Aku meniup luka melepuh yang berair di kakiku lalu mencubitnya. Cairan bening keluar. Aku bisa berjalan tanpa alas kaki tapi jalan setapak itu dipenuhi bebatuan tajam. Aku menempelkan tisu ke luka, menarik kaus kakiku dan mengenakan sepatu bot dan menderita kesakitan.
Pada saat saya mencapai bagian bawah bukit, saya mengerti apa yang perlu dilakukan. Berjalan langsung ke api. Itu akan berdampak lebih buruk daripada lecet pada tumit saya, tetapi itu adalah keputusan yang tepat.
Ketika kehidupan menghantam kita dengan keras, Tuhan mendorong kita untuk masuk ke dalam nyala api, sama seperti ketiga orang lelaki Ibrani itu (Sadrakh, Mesakh dan Abednego). Hidup mereka dibuat tahan api oleh iman yang mereka pegang pada Tuhan yang perkasa.
Luka melepuh saya sakit. Tapi mereka bisa lebih buruk. Mereka bisa berdarah. Saya bisa merangkak menuruni gunung bukannya berjalan. Kain pembalut luka, kaus kaki yang lembut, dan sepatu nyaman menunggu di kaki bukit, tapi aku harus berjuang melalui rasa sakit untuk sampai ke mereka. Dan dalam pencobaan saya, saya harus mencari jalan keluar dari Allah.
Sepatu bot saya rusak sekarang.
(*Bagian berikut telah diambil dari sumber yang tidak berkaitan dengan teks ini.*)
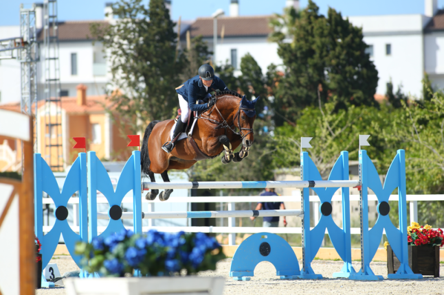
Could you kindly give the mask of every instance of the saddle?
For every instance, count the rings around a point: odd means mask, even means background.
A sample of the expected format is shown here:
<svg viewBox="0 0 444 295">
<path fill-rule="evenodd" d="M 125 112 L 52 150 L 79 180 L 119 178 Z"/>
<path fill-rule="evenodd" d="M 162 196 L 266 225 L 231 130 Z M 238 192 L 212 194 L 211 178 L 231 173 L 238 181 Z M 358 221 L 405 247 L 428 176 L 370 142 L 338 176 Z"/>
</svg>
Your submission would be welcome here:
<svg viewBox="0 0 444 295">
<path fill-rule="evenodd" d="M 202 104 L 203 102 L 202 101 L 199 101 L 198 104 Z M 181 109 L 177 110 L 177 116 L 176 117 L 176 119 L 175 119 L 175 122 L 177 122 L 178 120 L 180 120 L 180 115 L 181 114 Z M 177 141 L 180 141 L 181 139 L 184 139 L 186 138 L 188 138 L 190 143 L 191 144 L 191 146 L 192 148 L 195 150 L 195 152 L 196 152 L 196 157 L 195 157 L 195 161 L 201 161 L 201 160 L 207 160 L 209 158 L 215 158 L 216 156 L 210 156 L 206 154 L 204 154 L 197 146 L 197 143 L 196 143 L 196 141 L 195 139 L 192 138 L 192 130 L 195 128 L 195 126 L 196 125 L 196 122 L 197 121 L 197 119 L 199 118 L 199 112 L 191 112 L 190 114 L 190 116 L 188 117 L 188 121 L 187 122 L 186 128 L 185 128 L 185 132 L 179 133 L 176 138 L 173 139 L 172 142 L 175 142 Z M 176 124 L 175 123 L 175 125 L 173 125 L 173 128 L 171 129 L 171 133 L 170 134 L 170 137 L 173 136 L 173 132 L 175 128 L 175 126 Z"/>
</svg>

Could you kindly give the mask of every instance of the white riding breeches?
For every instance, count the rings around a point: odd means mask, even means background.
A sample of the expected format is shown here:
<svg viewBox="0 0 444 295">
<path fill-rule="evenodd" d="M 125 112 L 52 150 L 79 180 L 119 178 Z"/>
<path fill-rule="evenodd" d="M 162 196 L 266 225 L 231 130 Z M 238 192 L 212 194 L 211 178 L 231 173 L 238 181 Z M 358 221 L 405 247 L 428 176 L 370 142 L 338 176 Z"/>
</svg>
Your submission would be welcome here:
<svg viewBox="0 0 444 295">
<path fill-rule="evenodd" d="M 179 96 L 179 105 L 180 106 L 180 120 L 183 123 L 186 123 L 188 121 L 188 117 L 190 117 L 190 106 L 188 105 L 188 102 L 184 99 L 184 97 L 180 94 Z M 211 94 L 208 93 L 207 97 L 211 97 Z"/>
</svg>

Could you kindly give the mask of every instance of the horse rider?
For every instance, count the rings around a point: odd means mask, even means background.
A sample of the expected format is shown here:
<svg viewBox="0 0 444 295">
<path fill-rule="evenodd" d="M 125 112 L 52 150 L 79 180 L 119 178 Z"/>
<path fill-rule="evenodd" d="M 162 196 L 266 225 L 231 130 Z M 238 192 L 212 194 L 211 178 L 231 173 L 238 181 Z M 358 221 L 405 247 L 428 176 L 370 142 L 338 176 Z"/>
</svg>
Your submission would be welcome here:
<svg viewBox="0 0 444 295">
<path fill-rule="evenodd" d="M 176 88 L 181 113 L 180 119 L 176 123 L 171 141 L 164 144 L 162 150 L 166 152 L 171 152 L 175 146 L 173 140 L 180 133 L 185 132 L 190 111 L 203 112 L 214 105 L 215 98 L 210 99 L 207 104 L 197 104 L 196 102 L 199 99 L 208 100 L 211 97 L 210 93 L 217 90 L 222 91 L 227 91 L 228 88 L 222 80 L 214 75 L 214 70 L 210 64 L 201 66 L 199 68 L 199 75 Z"/>
</svg>

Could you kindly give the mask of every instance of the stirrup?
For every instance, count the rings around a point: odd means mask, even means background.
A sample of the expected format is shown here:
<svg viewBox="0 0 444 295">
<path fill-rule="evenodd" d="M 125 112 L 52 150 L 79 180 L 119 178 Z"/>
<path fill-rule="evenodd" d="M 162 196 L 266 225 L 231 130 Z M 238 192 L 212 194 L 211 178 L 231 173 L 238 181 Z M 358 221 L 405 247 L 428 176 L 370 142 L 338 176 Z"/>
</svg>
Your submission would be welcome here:
<svg viewBox="0 0 444 295">
<path fill-rule="evenodd" d="M 167 141 L 162 145 L 162 150 L 168 153 L 170 153 L 174 148 L 174 143 L 171 141 Z"/>
</svg>

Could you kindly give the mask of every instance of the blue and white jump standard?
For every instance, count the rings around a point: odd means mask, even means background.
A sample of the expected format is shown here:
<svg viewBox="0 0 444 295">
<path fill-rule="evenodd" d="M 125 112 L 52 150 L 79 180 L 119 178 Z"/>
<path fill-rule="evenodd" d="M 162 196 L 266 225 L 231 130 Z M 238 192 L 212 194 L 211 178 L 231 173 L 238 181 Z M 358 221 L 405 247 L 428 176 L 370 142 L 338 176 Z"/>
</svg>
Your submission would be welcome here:
<svg viewBox="0 0 444 295">
<path fill-rule="evenodd" d="M 348 180 L 348 154 L 342 152 L 335 163 L 328 180 L 322 180 L 318 168 L 308 153 L 301 153 L 301 179 L 300 181 L 235 181 L 235 182 L 142 182 L 140 152 L 134 151 L 122 171 L 115 190 L 111 179 L 94 152 L 79 153 L 69 170 L 60 193 L 54 174 L 40 154 L 34 154 L 35 234 L 42 243 L 41 253 L 43 268 L 54 253 L 60 235 L 74 261 L 80 265 L 80 258 L 74 255 L 78 241 L 91 241 L 98 235 L 98 219 L 109 219 L 105 230 L 100 236 L 120 231 L 123 228 L 122 219 L 133 219 L 135 233 L 142 232 L 142 220 L 147 218 L 212 218 L 249 216 L 295 215 L 302 219 L 302 269 L 300 270 L 298 259 L 289 244 L 276 235 L 260 233 L 246 239 L 236 251 L 230 268 L 230 276 L 235 280 L 247 281 L 253 276 L 256 266 L 269 261 L 275 266 L 280 279 L 321 279 L 315 274 L 311 263 L 320 248 L 328 230 L 335 249 L 344 261 L 344 266 L 333 276 L 348 277 L 355 280 L 380 280 L 370 268 L 370 263 L 377 250 L 383 231 L 385 229 L 393 250 L 401 261 L 398 272 L 389 274 L 389 279 L 420 279 L 421 274 L 413 274 L 408 267 L 407 252 L 407 211 L 406 199 L 406 168 L 404 151 L 399 150 L 386 178 L 384 189 L 375 166 L 366 151 L 359 153 L 359 180 Z M 88 184 L 87 189 L 87 184 Z M 350 238 L 349 189 L 361 185 L 361 241 L 362 269 L 355 272 L 351 266 Z M 263 189 L 293 188 L 302 189 L 301 210 L 202 211 L 142 213 L 142 191 L 162 189 Z M 388 198 L 398 188 L 399 196 L 399 229 L 388 217 Z M 342 188 L 342 228 L 337 226 L 331 217 L 331 198 L 334 193 Z M 379 217 L 372 229 L 368 230 L 367 189 L 377 195 Z M 318 224 L 310 230 L 309 189 L 315 191 L 321 201 L 321 217 Z M 107 213 L 97 212 L 97 191 L 108 200 L 110 209 Z M 133 213 L 123 213 L 120 204 L 124 196 L 132 191 Z M 54 202 L 56 223 L 45 235 L 43 231 L 43 192 L 47 193 Z M 74 233 L 67 224 L 68 200 L 76 191 L 79 195 L 80 234 Z M 84 273 L 84 276 L 89 274 Z M 43 285 L 50 285 L 43 279 Z M 46 284 L 46 285 L 45 285 Z"/>
</svg>

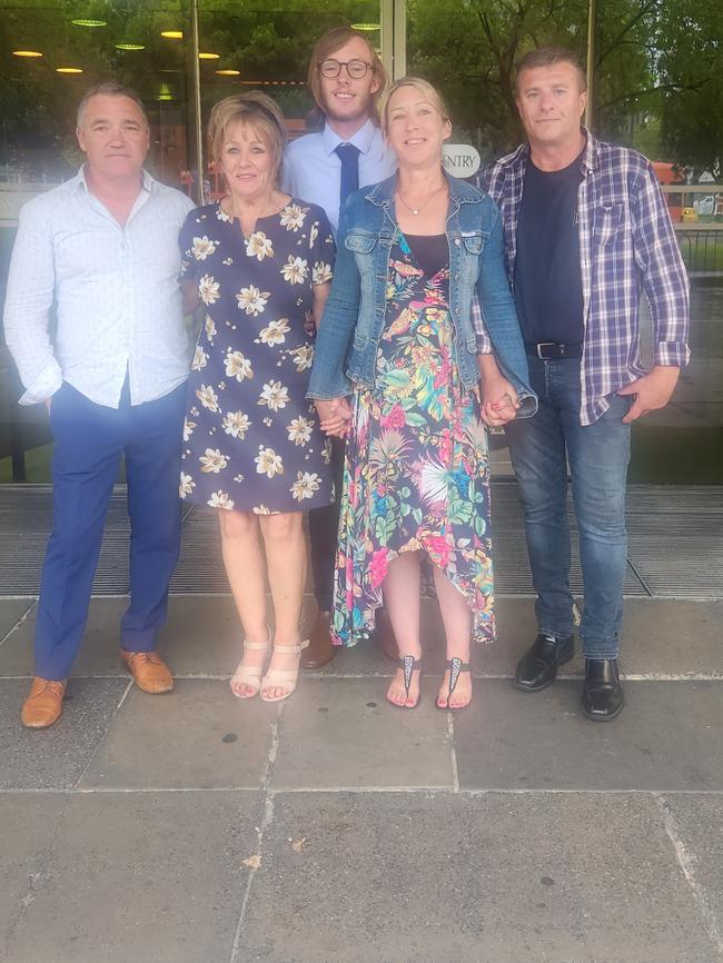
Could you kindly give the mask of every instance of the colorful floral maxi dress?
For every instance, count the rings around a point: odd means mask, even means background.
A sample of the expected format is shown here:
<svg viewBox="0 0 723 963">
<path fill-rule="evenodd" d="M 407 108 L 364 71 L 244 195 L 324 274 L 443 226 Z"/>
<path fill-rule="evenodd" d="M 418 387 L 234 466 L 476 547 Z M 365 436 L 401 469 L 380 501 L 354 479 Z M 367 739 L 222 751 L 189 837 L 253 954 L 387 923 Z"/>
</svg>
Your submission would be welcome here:
<svg viewBox="0 0 723 963">
<path fill-rule="evenodd" d="M 467 599 L 474 639 L 492 642 L 487 436 L 453 357 L 448 266 L 426 277 L 397 232 L 386 297 L 376 384 L 353 400 L 334 635 L 366 638 L 389 562 L 423 549 Z"/>
<path fill-rule="evenodd" d="M 220 203 L 191 211 L 179 239 L 206 318 L 188 383 L 180 496 L 273 515 L 334 500 L 329 444 L 306 398 L 315 285 L 334 240 L 319 207 L 290 200 L 245 238 Z"/>
</svg>

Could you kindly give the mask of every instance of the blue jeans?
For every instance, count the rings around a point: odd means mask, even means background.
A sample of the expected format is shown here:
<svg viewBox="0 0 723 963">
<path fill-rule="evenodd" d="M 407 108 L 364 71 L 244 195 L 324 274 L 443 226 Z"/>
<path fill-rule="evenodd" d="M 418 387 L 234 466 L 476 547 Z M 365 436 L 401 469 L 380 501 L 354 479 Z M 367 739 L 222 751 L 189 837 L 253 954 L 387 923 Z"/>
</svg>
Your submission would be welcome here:
<svg viewBox="0 0 723 963">
<path fill-rule="evenodd" d="M 539 398 L 533 418 L 506 427 L 525 513 L 527 550 L 537 593 L 539 631 L 573 632 L 567 525 L 567 461 L 580 530 L 585 608 L 580 626 L 586 658 L 615 658 L 623 618 L 627 563 L 625 484 L 630 398 L 611 398 L 592 425 L 580 424 L 580 360 L 529 359 L 531 385 Z"/>
<path fill-rule="evenodd" d="M 70 674 L 123 455 L 131 525 L 130 605 L 120 624 L 120 644 L 130 652 L 156 648 L 180 550 L 185 405 L 185 385 L 132 407 L 126 385 L 117 409 L 93 404 L 67 383 L 52 396 L 53 523 L 40 584 L 36 675 L 63 679 Z"/>
</svg>

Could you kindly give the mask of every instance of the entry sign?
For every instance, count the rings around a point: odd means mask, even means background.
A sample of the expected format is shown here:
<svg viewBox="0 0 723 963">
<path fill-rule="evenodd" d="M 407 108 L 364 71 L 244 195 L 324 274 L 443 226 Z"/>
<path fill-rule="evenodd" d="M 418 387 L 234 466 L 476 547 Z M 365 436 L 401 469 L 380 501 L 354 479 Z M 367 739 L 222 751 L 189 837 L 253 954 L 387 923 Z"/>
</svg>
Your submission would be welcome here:
<svg viewBox="0 0 723 963">
<path fill-rule="evenodd" d="M 468 143 L 445 143 L 442 162 L 453 177 L 473 177 L 479 170 L 479 153 Z"/>
</svg>

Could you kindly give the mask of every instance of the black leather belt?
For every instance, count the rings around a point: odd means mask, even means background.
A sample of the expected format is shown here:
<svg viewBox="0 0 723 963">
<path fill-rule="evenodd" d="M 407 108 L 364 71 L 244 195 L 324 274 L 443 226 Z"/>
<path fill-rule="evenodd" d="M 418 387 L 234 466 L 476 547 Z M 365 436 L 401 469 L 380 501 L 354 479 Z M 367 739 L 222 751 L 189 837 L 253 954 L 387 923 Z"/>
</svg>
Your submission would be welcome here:
<svg viewBox="0 0 723 963">
<path fill-rule="evenodd" d="M 583 346 L 558 345 L 556 341 L 539 341 L 537 345 L 525 345 L 525 350 L 531 358 L 539 358 L 542 361 L 557 361 L 561 358 L 582 358 Z"/>
</svg>

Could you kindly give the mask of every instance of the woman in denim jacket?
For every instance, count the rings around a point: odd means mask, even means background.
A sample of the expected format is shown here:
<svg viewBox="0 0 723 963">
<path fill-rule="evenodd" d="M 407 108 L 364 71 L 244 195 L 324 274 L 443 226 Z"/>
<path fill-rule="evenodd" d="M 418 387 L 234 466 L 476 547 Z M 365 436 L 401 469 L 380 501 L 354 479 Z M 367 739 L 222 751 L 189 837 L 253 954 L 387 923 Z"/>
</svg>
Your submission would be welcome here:
<svg viewBox="0 0 723 963">
<path fill-rule="evenodd" d="M 400 654 L 387 698 L 414 708 L 426 554 L 447 639 L 437 706 L 459 709 L 472 698 L 471 636 L 495 632 L 485 425 L 534 414 L 536 398 L 499 214 L 445 175 L 439 95 L 399 80 L 382 123 L 399 170 L 347 200 L 308 394 L 324 430 L 347 437 L 333 633 L 341 645 L 367 637 L 384 590 Z"/>
</svg>

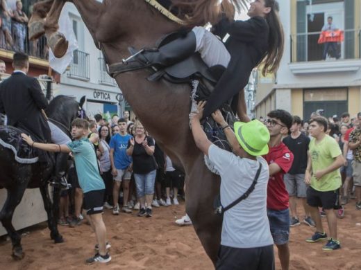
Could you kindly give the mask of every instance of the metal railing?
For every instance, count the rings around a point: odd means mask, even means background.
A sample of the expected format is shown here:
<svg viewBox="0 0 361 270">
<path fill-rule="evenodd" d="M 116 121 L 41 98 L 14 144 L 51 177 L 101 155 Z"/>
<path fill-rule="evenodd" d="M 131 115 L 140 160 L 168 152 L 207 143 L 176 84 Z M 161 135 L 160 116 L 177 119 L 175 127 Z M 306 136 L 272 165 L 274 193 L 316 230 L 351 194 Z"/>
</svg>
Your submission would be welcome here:
<svg viewBox="0 0 361 270">
<path fill-rule="evenodd" d="M 115 80 L 110 77 L 106 71 L 106 62 L 104 61 L 104 58 L 99 57 L 98 60 L 99 61 L 100 66 L 99 83 L 111 86 L 117 85 L 117 82 Z"/>
<path fill-rule="evenodd" d="M 67 73 L 68 77 L 76 79 L 89 80 L 89 53 L 76 50 L 74 51 L 73 61 L 70 63 L 70 69 Z"/>
<path fill-rule="evenodd" d="M 22 30 L 10 32 L 0 30 L 0 48 L 24 53 L 38 58 L 48 59 L 49 48 L 45 36 L 31 42 L 28 37 L 27 27 L 25 25 L 24 26 L 25 27 L 24 32 Z"/>
<path fill-rule="evenodd" d="M 344 31 L 344 41 L 318 44 L 321 32 L 291 35 L 291 62 L 321 61 L 329 58 L 360 59 L 361 30 Z"/>
</svg>

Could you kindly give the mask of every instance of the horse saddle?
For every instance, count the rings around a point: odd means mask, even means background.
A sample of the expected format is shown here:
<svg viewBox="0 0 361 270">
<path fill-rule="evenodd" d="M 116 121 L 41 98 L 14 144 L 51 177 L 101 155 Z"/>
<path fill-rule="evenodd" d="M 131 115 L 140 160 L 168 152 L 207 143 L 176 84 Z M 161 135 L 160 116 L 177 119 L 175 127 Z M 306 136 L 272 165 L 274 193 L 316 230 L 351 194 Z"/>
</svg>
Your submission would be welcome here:
<svg viewBox="0 0 361 270">
<path fill-rule="evenodd" d="M 36 162 L 51 162 L 52 156 L 45 152 L 33 148 L 22 138 L 22 133 L 29 132 L 19 127 L 9 125 L 0 126 L 0 145 L 10 150 L 15 160 L 22 164 L 32 164 Z M 31 134 L 35 141 L 39 141 L 36 136 Z"/>
<path fill-rule="evenodd" d="M 148 80 L 152 82 L 164 78 L 170 82 L 175 84 L 187 83 L 192 80 L 201 80 L 205 87 L 210 89 L 210 91 L 214 88 L 214 86 L 221 77 L 221 74 L 226 69 L 222 66 L 215 66 L 209 68 L 201 57 L 199 53 L 193 53 L 190 57 L 169 66 L 162 66 L 158 63 L 150 62 L 146 59 L 142 53 L 147 51 L 157 51 L 165 44 L 171 43 L 172 41 L 182 38 L 185 35 L 185 31 L 168 34 L 160 39 L 156 44 L 155 48 L 142 49 L 137 51 L 133 47 L 129 47 L 128 51 L 131 56 L 127 59 L 123 60 L 121 62 L 110 65 L 109 73 L 114 77 L 115 75 L 151 68 L 155 71 L 152 75 L 148 77 Z M 174 42 L 175 46 L 177 44 Z M 184 49 L 184 48 L 173 48 L 174 51 Z"/>
</svg>

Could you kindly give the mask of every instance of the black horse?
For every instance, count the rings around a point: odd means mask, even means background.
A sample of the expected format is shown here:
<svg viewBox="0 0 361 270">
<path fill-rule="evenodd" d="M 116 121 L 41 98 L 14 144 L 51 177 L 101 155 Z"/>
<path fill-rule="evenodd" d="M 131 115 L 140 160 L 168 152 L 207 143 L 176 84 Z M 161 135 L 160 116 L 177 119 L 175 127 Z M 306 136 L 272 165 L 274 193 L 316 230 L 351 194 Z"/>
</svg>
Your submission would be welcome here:
<svg viewBox="0 0 361 270">
<path fill-rule="evenodd" d="M 84 102 L 85 97 L 78 102 L 73 98 L 58 96 L 51 101 L 46 113 L 50 120 L 70 136 L 72 121 L 77 117 L 85 117 L 82 109 Z M 48 217 L 50 236 L 56 243 L 64 241 L 58 231 L 58 201 L 60 191 L 60 177 L 64 174 L 66 170 L 65 164 L 68 155 L 57 154 L 55 158 L 49 159 L 47 163 L 36 162 L 37 158 L 33 156 L 33 150 L 26 146 L 26 143 L 21 139 L 20 134 L 23 132 L 22 130 L 10 126 L 0 126 L 0 132 L 3 135 L 5 134 L 6 138 L 10 138 L 8 141 L 4 141 L 3 138 L 1 138 L 2 144 L 0 143 L 0 172 L 2 172 L 0 177 L 0 188 L 6 188 L 8 194 L 0 212 L 0 221 L 11 238 L 12 257 L 15 260 L 20 260 L 24 258 L 24 253 L 22 251 L 20 235 L 12 226 L 12 219 L 14 210 L 22 201 L 26 188 L 40 189 Z M 15 147 L 10 147 L 12 149 L 9 149 L 3 145 L 8 145 L 8 143 L 15 145 Z M 15 152 L 17 152 L 16 155 Z M 25 159 L 24 156 L 19 156 L 19 152 L 26 156 Z M 24 163 L 24 160 L 27 160 L 28 163 Z M 48 190 L 50 181 L 53 182 L 53 186 L 52 200 Z"/>
</svg>

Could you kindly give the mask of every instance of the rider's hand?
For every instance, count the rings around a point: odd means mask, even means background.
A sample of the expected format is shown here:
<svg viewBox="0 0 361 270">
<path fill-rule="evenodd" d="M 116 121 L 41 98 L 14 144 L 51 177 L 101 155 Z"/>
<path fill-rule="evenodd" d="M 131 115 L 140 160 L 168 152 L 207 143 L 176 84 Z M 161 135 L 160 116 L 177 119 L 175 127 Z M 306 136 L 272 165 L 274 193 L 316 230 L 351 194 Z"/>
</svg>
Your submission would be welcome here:
<svg viewBox="0 0 361 270">
<path fill-rule="evenodd" d="M 30 136 L 28 136 L 24 133 L 22 133 L 22 137 L 23 140 L 25 141 L 29 145 L 33 145 L 33 143 L 34 143 L 34 141 L 31 139 Z"/>
</svg>

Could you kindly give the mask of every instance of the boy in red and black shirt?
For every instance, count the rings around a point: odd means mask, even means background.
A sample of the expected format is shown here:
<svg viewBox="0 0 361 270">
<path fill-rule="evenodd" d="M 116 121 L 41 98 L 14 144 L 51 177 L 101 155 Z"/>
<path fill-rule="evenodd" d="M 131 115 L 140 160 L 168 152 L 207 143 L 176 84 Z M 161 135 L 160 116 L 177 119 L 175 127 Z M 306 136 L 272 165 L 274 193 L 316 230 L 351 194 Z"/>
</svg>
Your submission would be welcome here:
<svg viewBox="0 0 361 270">
<path fill-rule="evenodd" d="M 270 111 L 265 124 L 271 135 L 268 143 L 269 153 L 263 157 L 269 167 L 269 180 L 267 188 L 267 215 L 271 233 L 278 249 L 278 257 L 283 270 L 289 264 L 289 211 L 288 192 L 283 175 L 292 165 L 294 156 L 282 142 L 282 136 L 287 134 L 292 125 L 291 114 L 283 109 Z"/>
</svg>

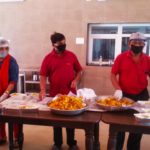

Mereka dibentuk oleh kaki saya dan saya tidak mengalami luka lepuh lagi, tetapi butuh kerja keras dan memakainya untuk membuatnya menjadi nyaman. Ketika saya bertanya-tanya mengapa Allah membawa kita ke dalam api, saya ingat bagaimana Dia memanggil Anak-Nya kepada salib dan menemukan ketidaknyamanan yang saya rasakan selama ini tidak ada artinya jika dibandingkan dengan yang Yesus alami.
Ketika kamu tampaknya kehabisan akal – mengalami luka melepuh dan terbakar, teruslah berjalan. Masa-masa sulit membuat kaki kita menjadi keras, membawa kamu ke banyak pengalaman hebat di puncak gunung.